I've got ur channel & my days are going just Alhamdulillah.. All of ur puzzles I try to solve myself.. Which country r u from? NB: Im new (for the case u told in some video)
Lalit... that's perfect... I verified your code and it's giving true result... thanks for sharing... :) I also made a minor change in your program for 5 digits (ABCDE) and I got perfect result.
I must admit I knew it already and not because I'm good at this kind of puzzle but because I've taken an interest in the number 9801 which is also an integer multiple of its reverse, 1089. The next pair are the numbers in the video, 8712 and 2178, and the next integer pairs are 5445 and 5445 (at a multiple of 1).

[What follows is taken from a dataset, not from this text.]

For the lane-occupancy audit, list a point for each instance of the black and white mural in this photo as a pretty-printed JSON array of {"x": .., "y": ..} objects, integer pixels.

I am 16 i got this question ABCD=DCBA/4 BA MUST BE DIVISIBLE BY 4 AND A MUST BE EVEN BUT IN RHS A IS IN THE THOUSANDTH PLACE A MUST BE LESS THAT 3 AND SHOULD BE EVEN (IF A IS GREATER THAT 3 THEN D WILL BE DOUBLE DIGIT ) WE GET A =2, 4×D =xA 4×D =x2 From here we get D can be 3or 8 For B this is very tricky 2BCD ×4=DCB2 THE DIGIT D IS DEPENDENT D CANNOT BE 3 BECAUSE IF YOU MULTIPLY 4 WITH 2 YOU WILL GET VALUE>=8 IN THE PROCESS OF MULTIPLICATION WE HAVE TO MULTIPLY B WITH 4 AND GIVE CARRY next step that is 4×A + carry =D D CAN BE 3 OR 8 BUT WE HAVE ALREADY ELIMINATED E SO D IS 8 WHICH MEANS 4×B DOESNT GIVE CARRY SO IS MUST BE LESS THAT 2 IT IS ODD AND 2 IS ALREADY USED SO B=1 21C8×4=8C12 AFTER THIS I USED COMBINATION
Sir at 2:03 when we are considering a case when A=0 then why we need to think only about maximum number(i.e. 0987).. Can 't we think about any other posibility?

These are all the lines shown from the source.